Dopo colazione, Marion-A lo condusse sul terrazzo e sistemò al sole una poltrona di canapa, in un punto riparato dal vento. Markham si era aspettato di scoprire che il Risanatorio di Londra-Nord si trovava alla periferia della città. Ma tutt’attorno, fin dove l’occhio poteva arrivare, si vedeva soltanto campagna ondulata e ricca di boschi e fattorie.
«Dove siamo?» chiese. «Credevo che questo posto si trovasse nei pressi della City.»
«Londra è a circa settanta chilometri da qui» spiegò Marion-A. «La città più vicina è Colchester.»
«Perché, allora, si chiama Risanatorio di Londra-Nord?»
«Perché è nella Repubblica di Londra, signore.»
«Già, avevi detto qualcosa del genere ieri... Voglio uscire da questo posto. Voglio vedere cosa succede nel mondo. Sai, non ho nemmeno idea di che stagione sia. Il tempo è così splendido che potremmo essere in primavera, o all’inizio dell’autunno.»
«Oggi è il tre di settembre, signore.»
Markham sospirò. «Il mese migliore dell’anno. Ricordo...» s’interruppe bruscamente. «Oh, al diavolo» guardò Marion-A e sorrise. «Voglio che tu mi faccia un favore. Smettila di chiamarmi signore.
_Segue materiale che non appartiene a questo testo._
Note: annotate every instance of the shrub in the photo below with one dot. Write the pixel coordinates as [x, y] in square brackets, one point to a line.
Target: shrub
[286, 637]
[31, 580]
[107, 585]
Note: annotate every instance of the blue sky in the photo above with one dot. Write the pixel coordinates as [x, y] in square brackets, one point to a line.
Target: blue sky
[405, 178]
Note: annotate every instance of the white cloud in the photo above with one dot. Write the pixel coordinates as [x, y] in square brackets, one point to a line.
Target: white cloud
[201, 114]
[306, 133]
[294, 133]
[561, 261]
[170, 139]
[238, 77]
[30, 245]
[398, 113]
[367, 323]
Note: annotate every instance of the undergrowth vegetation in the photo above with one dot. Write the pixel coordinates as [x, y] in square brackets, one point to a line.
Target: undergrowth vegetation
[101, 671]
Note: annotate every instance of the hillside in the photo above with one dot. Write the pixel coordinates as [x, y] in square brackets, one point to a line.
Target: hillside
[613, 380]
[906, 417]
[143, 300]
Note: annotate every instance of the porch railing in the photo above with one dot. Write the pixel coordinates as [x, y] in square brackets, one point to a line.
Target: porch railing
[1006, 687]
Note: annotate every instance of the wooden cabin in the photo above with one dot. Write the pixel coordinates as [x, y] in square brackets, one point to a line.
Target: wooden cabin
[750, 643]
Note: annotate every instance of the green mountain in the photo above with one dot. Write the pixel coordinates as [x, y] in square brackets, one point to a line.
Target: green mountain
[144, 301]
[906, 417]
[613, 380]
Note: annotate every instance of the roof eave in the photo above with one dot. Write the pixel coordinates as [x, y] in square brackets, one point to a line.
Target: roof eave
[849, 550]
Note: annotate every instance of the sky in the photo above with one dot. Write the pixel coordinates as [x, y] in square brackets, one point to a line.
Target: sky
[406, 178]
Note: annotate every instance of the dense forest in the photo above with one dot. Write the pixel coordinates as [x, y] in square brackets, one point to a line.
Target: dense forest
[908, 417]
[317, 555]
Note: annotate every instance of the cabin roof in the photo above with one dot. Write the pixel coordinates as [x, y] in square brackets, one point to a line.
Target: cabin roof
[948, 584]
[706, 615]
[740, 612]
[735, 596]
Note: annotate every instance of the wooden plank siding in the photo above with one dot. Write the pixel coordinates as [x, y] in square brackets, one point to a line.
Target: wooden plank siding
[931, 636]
Mi sembra di essere un direttore d’azienda.»
«Sì, signor Markham.»
«Peggio che mai... Chiamami semplicemente John.»
Marion-A esitò. «È insolito per un androide personale prendersi tanta confidenza.»
«È anche insolito che un uomo resusciti dopo un secolo e mezzo passato in frigorifero. Mi farebbe piacere che tu mi chiamassi John.»
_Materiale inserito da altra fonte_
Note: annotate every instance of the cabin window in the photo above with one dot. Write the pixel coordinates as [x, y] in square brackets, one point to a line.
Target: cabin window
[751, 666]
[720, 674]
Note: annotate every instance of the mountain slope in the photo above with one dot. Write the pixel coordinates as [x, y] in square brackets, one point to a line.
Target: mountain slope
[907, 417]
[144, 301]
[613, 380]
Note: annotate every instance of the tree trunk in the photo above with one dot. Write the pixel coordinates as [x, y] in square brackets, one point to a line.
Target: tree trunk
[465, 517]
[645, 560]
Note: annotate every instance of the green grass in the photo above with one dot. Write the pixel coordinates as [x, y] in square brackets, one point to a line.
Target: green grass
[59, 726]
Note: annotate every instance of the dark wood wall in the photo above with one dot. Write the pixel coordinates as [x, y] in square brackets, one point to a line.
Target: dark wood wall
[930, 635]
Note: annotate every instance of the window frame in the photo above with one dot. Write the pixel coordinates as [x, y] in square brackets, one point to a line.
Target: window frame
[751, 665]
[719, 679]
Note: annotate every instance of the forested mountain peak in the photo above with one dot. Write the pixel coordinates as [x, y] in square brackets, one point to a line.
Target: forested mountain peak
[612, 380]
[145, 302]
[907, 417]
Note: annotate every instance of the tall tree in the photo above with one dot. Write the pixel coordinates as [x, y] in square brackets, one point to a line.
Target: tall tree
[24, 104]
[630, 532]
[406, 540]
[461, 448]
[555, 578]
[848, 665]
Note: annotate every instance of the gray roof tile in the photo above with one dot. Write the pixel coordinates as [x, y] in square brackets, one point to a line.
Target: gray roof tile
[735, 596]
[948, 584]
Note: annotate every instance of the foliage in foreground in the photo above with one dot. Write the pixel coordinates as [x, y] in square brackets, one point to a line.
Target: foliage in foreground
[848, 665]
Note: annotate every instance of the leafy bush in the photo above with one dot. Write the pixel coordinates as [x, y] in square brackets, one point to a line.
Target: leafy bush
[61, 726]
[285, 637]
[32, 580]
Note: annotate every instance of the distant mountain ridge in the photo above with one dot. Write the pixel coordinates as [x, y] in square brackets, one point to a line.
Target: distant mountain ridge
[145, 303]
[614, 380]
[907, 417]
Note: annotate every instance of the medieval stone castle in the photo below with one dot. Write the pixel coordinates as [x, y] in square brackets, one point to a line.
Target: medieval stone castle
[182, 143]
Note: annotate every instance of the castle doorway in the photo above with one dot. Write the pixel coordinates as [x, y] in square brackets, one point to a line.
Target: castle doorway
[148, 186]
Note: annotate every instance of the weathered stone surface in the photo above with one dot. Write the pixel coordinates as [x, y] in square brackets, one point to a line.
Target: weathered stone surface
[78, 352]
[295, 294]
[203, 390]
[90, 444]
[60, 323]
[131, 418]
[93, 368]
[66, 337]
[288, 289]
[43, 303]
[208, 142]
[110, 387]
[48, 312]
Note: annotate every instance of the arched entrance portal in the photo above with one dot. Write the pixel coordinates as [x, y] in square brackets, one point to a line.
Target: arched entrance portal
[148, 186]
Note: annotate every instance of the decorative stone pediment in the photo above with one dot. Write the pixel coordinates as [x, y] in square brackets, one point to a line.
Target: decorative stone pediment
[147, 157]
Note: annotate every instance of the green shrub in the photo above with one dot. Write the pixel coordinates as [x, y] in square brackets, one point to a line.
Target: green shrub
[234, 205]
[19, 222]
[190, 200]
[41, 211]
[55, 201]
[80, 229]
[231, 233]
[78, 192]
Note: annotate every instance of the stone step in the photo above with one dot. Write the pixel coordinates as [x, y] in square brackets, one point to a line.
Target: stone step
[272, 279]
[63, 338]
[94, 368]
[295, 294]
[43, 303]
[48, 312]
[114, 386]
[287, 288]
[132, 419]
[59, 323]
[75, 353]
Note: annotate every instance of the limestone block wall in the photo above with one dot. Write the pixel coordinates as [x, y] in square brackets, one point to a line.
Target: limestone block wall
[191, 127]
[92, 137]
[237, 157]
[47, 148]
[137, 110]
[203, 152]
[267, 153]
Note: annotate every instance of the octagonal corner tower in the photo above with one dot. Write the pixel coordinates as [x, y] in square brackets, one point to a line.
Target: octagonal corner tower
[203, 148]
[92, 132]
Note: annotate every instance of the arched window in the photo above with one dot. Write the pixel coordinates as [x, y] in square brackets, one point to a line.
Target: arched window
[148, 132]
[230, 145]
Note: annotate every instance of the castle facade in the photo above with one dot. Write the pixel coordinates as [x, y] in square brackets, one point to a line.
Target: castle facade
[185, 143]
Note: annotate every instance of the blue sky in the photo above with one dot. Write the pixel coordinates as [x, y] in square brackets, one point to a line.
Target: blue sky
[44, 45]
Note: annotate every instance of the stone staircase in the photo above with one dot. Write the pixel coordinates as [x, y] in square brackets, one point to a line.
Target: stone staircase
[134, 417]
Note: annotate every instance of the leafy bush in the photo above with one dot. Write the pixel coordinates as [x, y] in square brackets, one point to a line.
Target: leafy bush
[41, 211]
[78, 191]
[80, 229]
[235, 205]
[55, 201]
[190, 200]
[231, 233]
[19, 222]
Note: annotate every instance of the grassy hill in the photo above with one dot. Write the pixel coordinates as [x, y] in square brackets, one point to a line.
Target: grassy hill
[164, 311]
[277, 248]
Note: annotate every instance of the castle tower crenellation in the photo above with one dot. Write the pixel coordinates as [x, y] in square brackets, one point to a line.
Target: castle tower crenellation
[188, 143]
«Sarebbe consigliabile, allora, limitare questa confidenza alla conversazione privata. Ci sono formalità e convenzioni ben radicate tra esseri umani e androidi.»
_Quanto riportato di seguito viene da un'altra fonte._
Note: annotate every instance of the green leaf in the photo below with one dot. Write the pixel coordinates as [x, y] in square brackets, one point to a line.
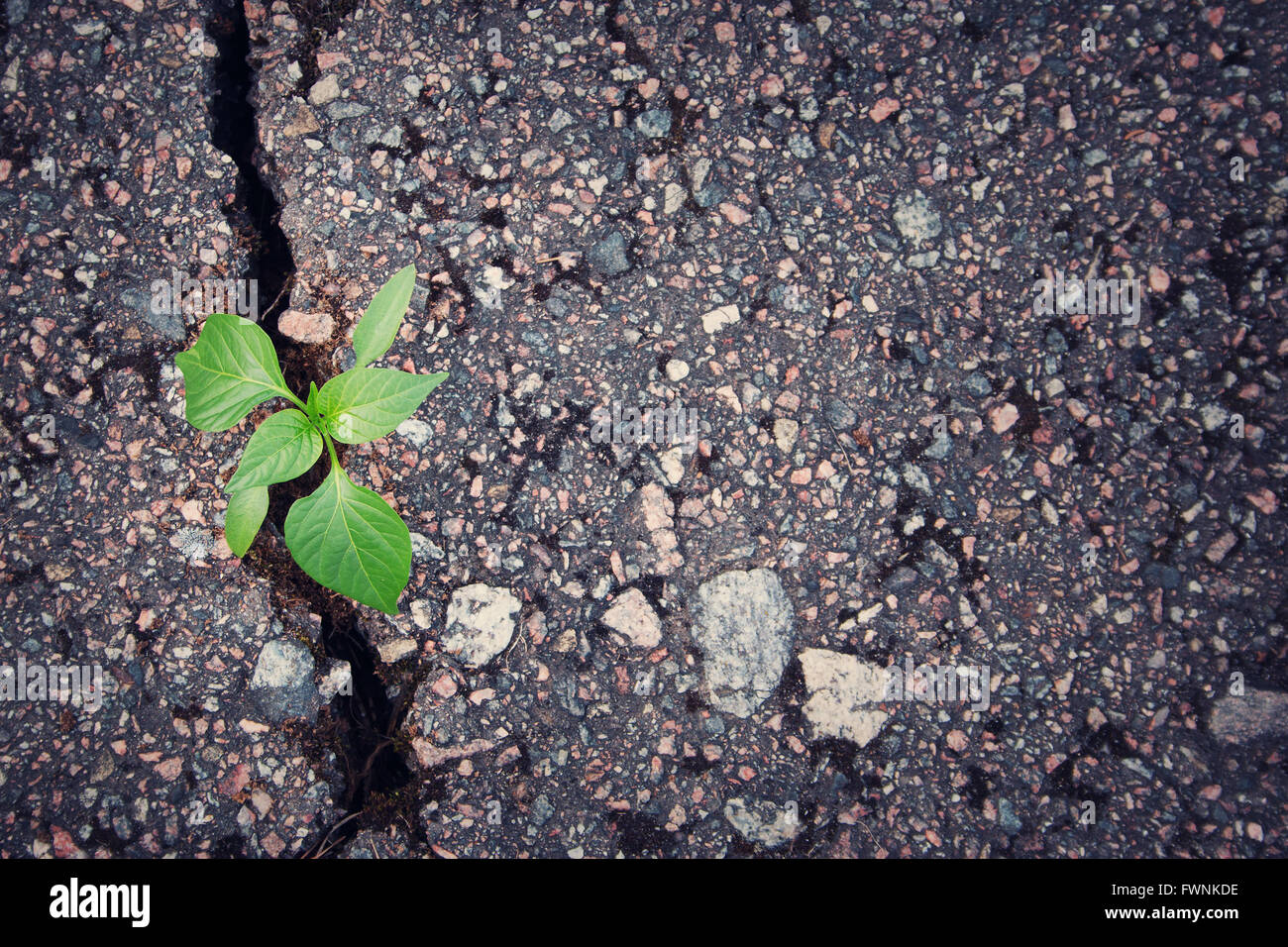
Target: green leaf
[349, 540]
[283, 447]
[377, 328]
[368, 403]
[230, 369]
[245, 514]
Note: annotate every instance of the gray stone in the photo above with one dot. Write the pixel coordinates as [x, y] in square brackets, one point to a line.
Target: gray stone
[609, 256]
[914, 218]
[634, 620]
[840, 415]
[763, 822]
[1008, 818]
[656, 123]
[559, 120]
[282, 682]
[167, 321]
[800, 146]
[1253, 714]
[842, 696]
[743, 624]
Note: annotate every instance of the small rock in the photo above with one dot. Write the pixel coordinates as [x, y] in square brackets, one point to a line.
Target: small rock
[656, 123]
[1247, 716]
[609, 256]
[717, 318]
[884, 108]
[1004, 418]
[842, 690]
[915, 219]
[480, 624]
[312, 328]
[763, 822]
[785, 433]
[1222, 547]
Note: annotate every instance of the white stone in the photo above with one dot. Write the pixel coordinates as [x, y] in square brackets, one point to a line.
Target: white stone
[717, 318]
[480, 624]
[841, 690]
[634, 620]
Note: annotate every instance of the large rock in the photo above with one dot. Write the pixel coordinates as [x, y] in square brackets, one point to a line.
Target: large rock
[743, 625]
[282, 682]
[480, 624]
[634, 620]
[842, 690]
[761, 821]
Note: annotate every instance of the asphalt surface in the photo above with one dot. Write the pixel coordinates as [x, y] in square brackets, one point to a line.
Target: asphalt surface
[818, 228]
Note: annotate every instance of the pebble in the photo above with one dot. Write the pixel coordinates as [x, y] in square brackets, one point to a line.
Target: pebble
[745, 626]
[634, 620]
[480, 624]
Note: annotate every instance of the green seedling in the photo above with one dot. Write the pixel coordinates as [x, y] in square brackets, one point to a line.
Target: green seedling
[343, 535]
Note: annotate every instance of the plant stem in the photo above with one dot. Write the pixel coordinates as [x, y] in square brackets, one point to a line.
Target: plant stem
[299, 403]
[330, 447]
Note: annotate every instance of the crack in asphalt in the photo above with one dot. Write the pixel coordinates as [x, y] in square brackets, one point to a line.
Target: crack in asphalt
[366, 720]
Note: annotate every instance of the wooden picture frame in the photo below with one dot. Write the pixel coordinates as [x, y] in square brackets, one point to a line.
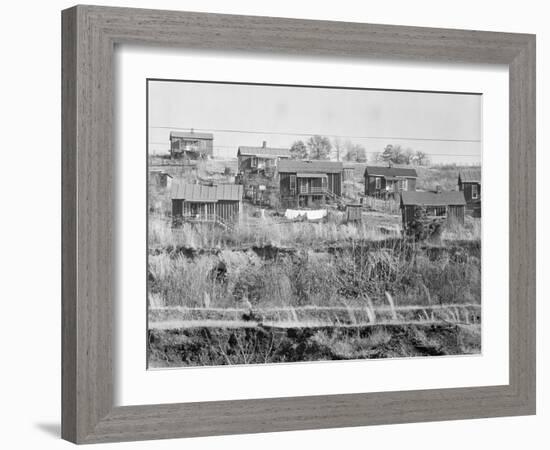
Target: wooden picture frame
[90, 34]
Lui sbadigliò. «Probabilmente sono convenzioni inutili. Vorrei non sentirmi così stanco. Maledizione! Eppure ho appena fatto un buon sonno.»
«L’animazione sospesa induce di solito stanchezza e pigrizia. Ecco perché è importante per voi passare alcuni giorni in convalescenza.»
«Marion.»
«Sì, signore?»
«No... non sì signore. »
Lei sorrise. «Sì... John.»
«L’illusione della tua personalità e intelligenza è affascinante. Per quanto tempo sarai la mia androide personale?»
«Fino a che richiederete un modello diverso, signore.»
«Bene. Allora posso dedicarmi alla tua educazione. Dovrebbe essere interessante.»
«Ho già ricevuto un programma base in scienze e in materie sociali.»
«Non è il genere di educazione al quale mi riferivo.»
Lei rimase silenziosa, e Markham disse irritato: «Se tu fossi un essere umano mi chiederesti una definizione.»
«Ti piacerebbe che lo facessi?»
«Sì.»
«Allora definiscimi il tipo di educazione al quale ti riferisci, John.»
«Ora va meglio.» Markham sbadigliò di nuovo e fissò pigramente l’orizzonte. «Indipendenza intellettuale e curiosità. Senza queste cose, sei soltanto una scatola di congegni elettronici. Con queste due qualità, invece, puoi diventare un individuo autocosciente.»
«Autocoscienza» ripeté Marion-A. «L’autocoscienza è una astrazione metafisica che posso comprendere ma non apprezzare.»
«L’autocoscienza» disse lui «è un dono di Dio. È anche una astrazione metafisica, valida tuttavia. Dio l’ha data agli uomini. Ora il problema è questo: possono gli uomini darla alle macchine?»
Marion-A gli sistemò un cuscino dietro la testa e una leggera coperta sulle ginocchia. «Credo che a questa domanda possa rispondere solo un essere umano.»
Markham la guardò e sorrise.
«Fino a che gli androidi non cominceranno a chiedersi la stessa cosa... Tu sei Galatea fatta in serie, e io sono un Pigmalione fuori moda. Chissà quale sarà il risultato?»